Showing posts with label Nuon Chea charges. Show all posts
Showing posts with label Nuon Chea charges. Show all posts

Saturday, September 22, 2007

ECCC co-investigating judges: Nuon Chea's charges are so grave that, if released, protests of indignation leading to violence would ensue

UN-backed Tribunal In Cambodia Details Charges

Saturday, 22 September 2007
Press Release: United Nations

UN-backed tribunal in Cambodia details charges against ex-Khmer Rouge leader

The former Khmer Rouge leader Nuon Chea faces charges of having planned and ordered the murder, torture and enslavement of civilians during the regime's rule over Cambodia in the late 1970s, according to a statement issued by a United Nations-backed war crimes tribunal today.

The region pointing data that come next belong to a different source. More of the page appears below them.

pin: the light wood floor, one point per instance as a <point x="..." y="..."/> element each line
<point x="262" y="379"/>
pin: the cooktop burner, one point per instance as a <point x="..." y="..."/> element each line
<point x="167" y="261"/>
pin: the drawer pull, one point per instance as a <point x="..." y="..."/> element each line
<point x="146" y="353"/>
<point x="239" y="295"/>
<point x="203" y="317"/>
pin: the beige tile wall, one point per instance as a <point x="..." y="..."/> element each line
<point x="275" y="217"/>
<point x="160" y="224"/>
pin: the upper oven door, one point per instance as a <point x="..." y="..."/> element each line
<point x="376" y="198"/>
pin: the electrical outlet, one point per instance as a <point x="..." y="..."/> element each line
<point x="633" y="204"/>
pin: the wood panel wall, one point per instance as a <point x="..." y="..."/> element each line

The Extraordinary Chambers in the Courts of Cambodia (ECCC), based in the capital Phnom Penh, detailed the charges that Nuon Chea, 81, faces in a statement explaining why it has decided to place him in provisional detention for a year.

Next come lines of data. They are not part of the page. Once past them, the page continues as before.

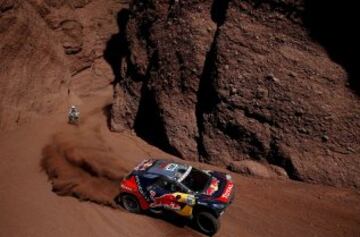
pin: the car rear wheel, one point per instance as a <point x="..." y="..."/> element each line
<point x="130" y="203"/>
<point x="207" y="223"/>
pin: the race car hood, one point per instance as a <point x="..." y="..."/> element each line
<point x="220" y="187"/>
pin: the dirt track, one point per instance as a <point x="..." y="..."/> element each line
<point x="28" y="207"/>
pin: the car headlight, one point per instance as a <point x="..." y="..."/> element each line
<point x="190" y="200"/>
<point x="218" y="205"/>
<point x="228" y="177"/>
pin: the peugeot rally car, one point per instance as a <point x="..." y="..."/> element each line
<point x="156" y="185"/>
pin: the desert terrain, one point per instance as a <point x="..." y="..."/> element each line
<point x="252" y="88"/>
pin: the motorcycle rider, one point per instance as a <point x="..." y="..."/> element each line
<point x="74" y="113"/>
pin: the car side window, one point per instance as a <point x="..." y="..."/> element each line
<point x="168" y="185"/>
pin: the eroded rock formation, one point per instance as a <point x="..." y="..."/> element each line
<point x="226" y="81"/>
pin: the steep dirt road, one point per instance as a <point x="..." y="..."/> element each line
<point x="28" y="207"/>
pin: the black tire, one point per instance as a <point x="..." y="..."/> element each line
<point x="130" y="203"/>
<point x="207" y="223"/>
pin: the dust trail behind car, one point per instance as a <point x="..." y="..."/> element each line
<point x="80" y="164"/>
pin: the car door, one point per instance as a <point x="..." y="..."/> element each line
<point x="170" y="195"/>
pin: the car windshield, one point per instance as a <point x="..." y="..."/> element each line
<point x="196" y="180"/>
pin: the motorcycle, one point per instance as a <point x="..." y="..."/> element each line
<point x="74" y="118"/>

You Bunleng and Marcel Lemonde, co-investigating judges of the ECCC, said Nuon Chea - also known as "Brother Number Two" in the Khmer Rouge - was being remanded in custody because he posed a potential threat to witnesses and victims and was also a flight risk.

In addition, the judges said that the charges are so grave that if he were released, it was possible there could be "protests of indignation which could lead to violence and perhaps imperil the very safety of the charged person."

Nuon Chea is charged with crimes against humanity and war crimes over his actions in various senior positions with the Communist Party of Kampuchea between April 1975 and January 1979.

He is alleged to have "planned, instigated, ordered, directed or otherwise aided and abetted in the commission" of numerous crimes against humanity, namely murder, torture, imprisonment, persecution, extermination, deportation, forcible transfer, enslavement and other inhumane acts.

He is also accused of war crimes on the basis of breaches of the 1949 Geneva Conventions, including wilful killing, torture, inhumane acts, wilful deprivation of rights to a fair trial and unlawful confinement.

The statement noted that Nuon Chea disputes the charges, saying that he would be ashamed to have committed such crimes. He contends that all real power during the Khmer Rouge rule was in the hands of its Military Committee, of which he was not a member, and he has also told the court that he also lost 40 family members during the period in question.

In a separate press statement released today, the ECCC announced that Nuon Chea had selected a Cambodian lawyer, Son Arun, to represent him. He said he does not have the means to pay for a lawyer so the work of Mr. Son will be funded by the ECCC until Nuon Chea's claim is assessed.

Under an agreement signed by the UN and Cambodia, the ECCC was set up as an independent court using a mixture of Cambodian staff and judges and foreign personnel. It is designated to try those deemed most responsible for crimes and serious violations of Cambodian and international law between 17 April 1975 and 6 January 1979.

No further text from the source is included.